MrsDouglas · Today 18:47

Well done for helping, if it were my daughter I would be sending you a "thank you so much" text for preventing pain, potential infection and a visit to an NHS dept for one of your colleagues to remove it 😂 she is just being petty and I am sure your partner is very grateful x

Wooky073 · Today 18:49

You have been entirely child focussed. The ex sounds like she is just being tetchy and insecure as you sorted out her childs medical issue rather than her. Honestly I would not give this any headspace. Ignore it.

ThisZanyPinkSquid · Today 18:50

Ex wife is the only unreasonable one in this. What did she propose you do instead?

Strawberrydelight78 · Today 18:53

LivingTheDreamish · Today 02:20

I probably wouldn't like a non-doctor step parent doing something like that for my child, but the fact that you are a doctor would de-personalize it for me and I would be thrilled I didn't have to get the tweazers out because I'm squeamish about things like that.

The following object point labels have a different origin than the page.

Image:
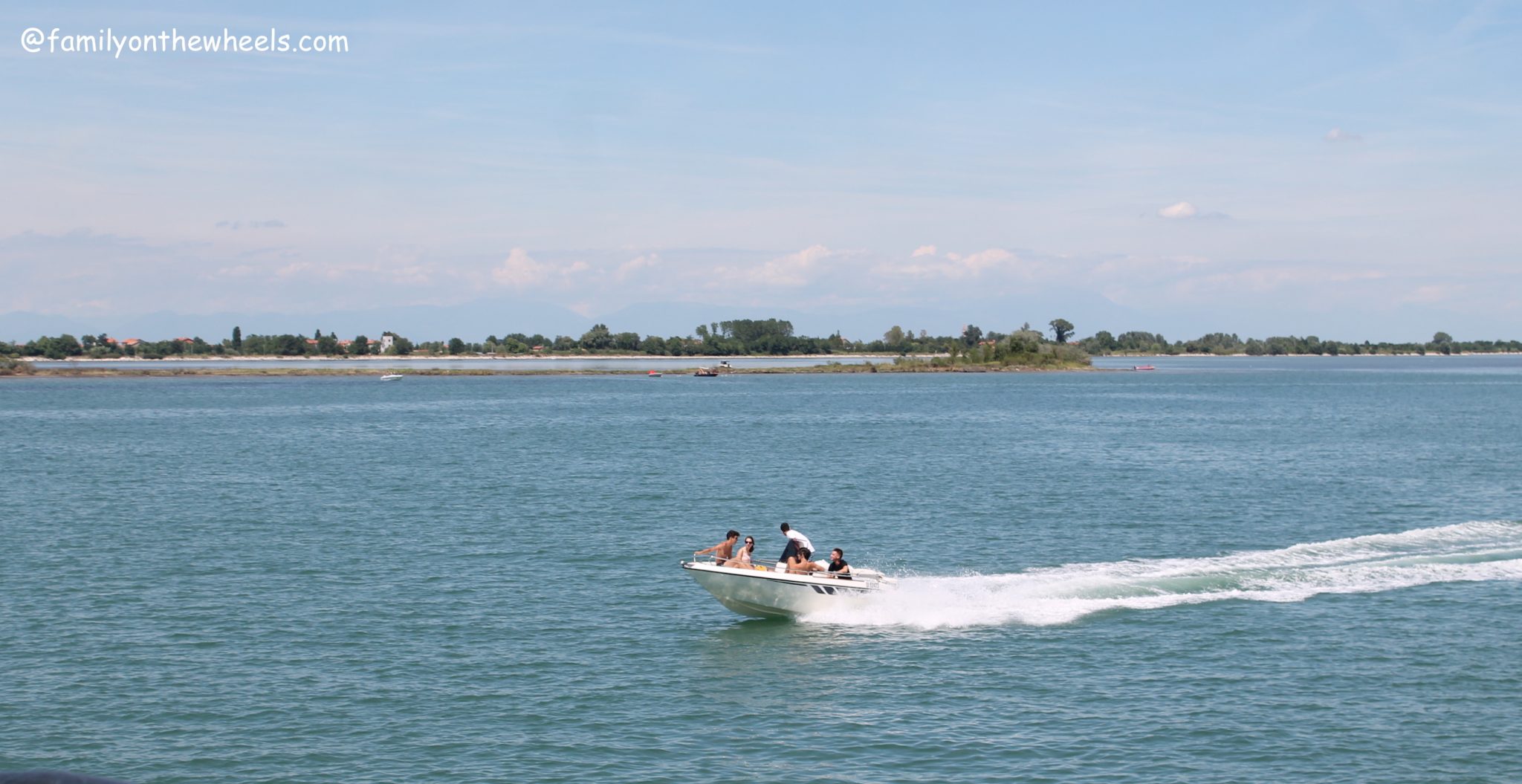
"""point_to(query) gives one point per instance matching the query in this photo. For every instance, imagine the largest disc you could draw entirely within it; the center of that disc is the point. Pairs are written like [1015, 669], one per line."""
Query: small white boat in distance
[762, 592]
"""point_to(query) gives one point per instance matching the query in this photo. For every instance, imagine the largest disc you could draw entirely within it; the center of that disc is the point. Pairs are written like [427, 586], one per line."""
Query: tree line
[742, 337]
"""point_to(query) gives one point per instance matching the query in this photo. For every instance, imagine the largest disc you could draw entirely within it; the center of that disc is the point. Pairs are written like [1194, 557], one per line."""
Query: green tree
[595, 338]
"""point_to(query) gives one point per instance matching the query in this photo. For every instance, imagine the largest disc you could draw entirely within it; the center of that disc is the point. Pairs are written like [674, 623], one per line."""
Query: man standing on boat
[795, 541]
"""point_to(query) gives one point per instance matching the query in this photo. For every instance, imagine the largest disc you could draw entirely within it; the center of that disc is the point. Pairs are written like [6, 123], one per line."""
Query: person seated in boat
[838, 566]
[795, 541]
[722, 551]
[742, 559]
[800, 562]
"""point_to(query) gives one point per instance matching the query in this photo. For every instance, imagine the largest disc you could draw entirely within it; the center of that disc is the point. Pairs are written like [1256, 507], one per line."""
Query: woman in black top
[838, 566]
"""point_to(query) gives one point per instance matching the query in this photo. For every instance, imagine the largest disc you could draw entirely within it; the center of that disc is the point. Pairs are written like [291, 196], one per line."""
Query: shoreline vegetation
[906, 352]
[187, 369]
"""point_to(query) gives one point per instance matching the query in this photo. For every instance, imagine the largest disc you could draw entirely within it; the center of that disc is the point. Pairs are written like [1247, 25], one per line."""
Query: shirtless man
[742, 559]
[722, 551]
[800, 562]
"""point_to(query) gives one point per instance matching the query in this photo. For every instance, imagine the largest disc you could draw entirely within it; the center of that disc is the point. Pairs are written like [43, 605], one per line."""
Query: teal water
[1270, 570]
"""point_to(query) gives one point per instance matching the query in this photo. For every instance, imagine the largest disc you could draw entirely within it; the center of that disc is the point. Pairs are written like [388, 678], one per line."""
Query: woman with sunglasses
[742, 559]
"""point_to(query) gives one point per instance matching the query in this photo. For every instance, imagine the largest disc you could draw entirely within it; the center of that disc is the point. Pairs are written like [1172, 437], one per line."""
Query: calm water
[1105, 576]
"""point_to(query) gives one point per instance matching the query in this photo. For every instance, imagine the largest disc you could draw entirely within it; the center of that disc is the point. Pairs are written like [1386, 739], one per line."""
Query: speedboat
[765, 592]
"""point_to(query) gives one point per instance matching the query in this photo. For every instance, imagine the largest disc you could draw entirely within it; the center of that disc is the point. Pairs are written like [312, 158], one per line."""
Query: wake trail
[1469, 551]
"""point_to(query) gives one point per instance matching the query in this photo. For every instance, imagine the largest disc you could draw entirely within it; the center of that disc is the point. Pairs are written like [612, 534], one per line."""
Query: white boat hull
[769, 594]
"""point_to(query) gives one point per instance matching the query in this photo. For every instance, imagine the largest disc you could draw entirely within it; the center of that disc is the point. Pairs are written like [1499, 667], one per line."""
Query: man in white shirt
[795, 541]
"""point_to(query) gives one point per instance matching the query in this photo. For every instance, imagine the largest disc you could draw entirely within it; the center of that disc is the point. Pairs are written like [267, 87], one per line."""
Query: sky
[1340, 169]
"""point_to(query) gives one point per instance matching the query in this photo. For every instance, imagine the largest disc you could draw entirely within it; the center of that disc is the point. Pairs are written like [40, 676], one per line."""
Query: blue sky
[1346, 169]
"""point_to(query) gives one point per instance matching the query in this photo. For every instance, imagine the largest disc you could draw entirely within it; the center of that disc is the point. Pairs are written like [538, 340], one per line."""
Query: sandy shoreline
[477, 358]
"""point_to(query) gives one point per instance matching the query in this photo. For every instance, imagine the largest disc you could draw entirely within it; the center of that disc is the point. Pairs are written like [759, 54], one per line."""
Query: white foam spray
[1061, 594]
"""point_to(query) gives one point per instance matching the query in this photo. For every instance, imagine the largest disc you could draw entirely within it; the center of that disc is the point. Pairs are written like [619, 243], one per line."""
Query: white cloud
[1337, 135]
[1183, 209]
[521, 270]
[952, 265]
[637, 264]
[788, 271]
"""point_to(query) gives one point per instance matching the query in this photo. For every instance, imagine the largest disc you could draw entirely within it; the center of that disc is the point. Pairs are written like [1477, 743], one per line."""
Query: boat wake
[1468, 551]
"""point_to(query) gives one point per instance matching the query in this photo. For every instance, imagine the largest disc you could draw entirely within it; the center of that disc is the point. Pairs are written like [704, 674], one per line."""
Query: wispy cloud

So I suppose I do see her point of view (taking out the doctor component). But you definitely didn't do anything wrong. It must always be a bit uncomfortable when another woman has a quasi-parental relationship with your child so I suppose you just have to keep that in mind.

Right so should I have taken my dsd to a hairdresser or waited until her dad got home. When I found her in tears with a hairbrush tangled in her hair? Did I fuck I took her into the bathroom wet it and saturated it in conditioner to unknot it all.

Or when she was having a sleepover and her and her friend came down covered in makeup. I don't mean just on their faces they smeared it all over their arms and hands. I had to use cleansing lotion to get it all off and run them a bath.

momtoboys · Today 18:54

Tell her to feck off. She's off her nut.

Justus6 · Today 18:55

What she expect it to be left and the child be in pain all day. You didn't do anything wrong. You helped the girl with her permission. People are fucking weird.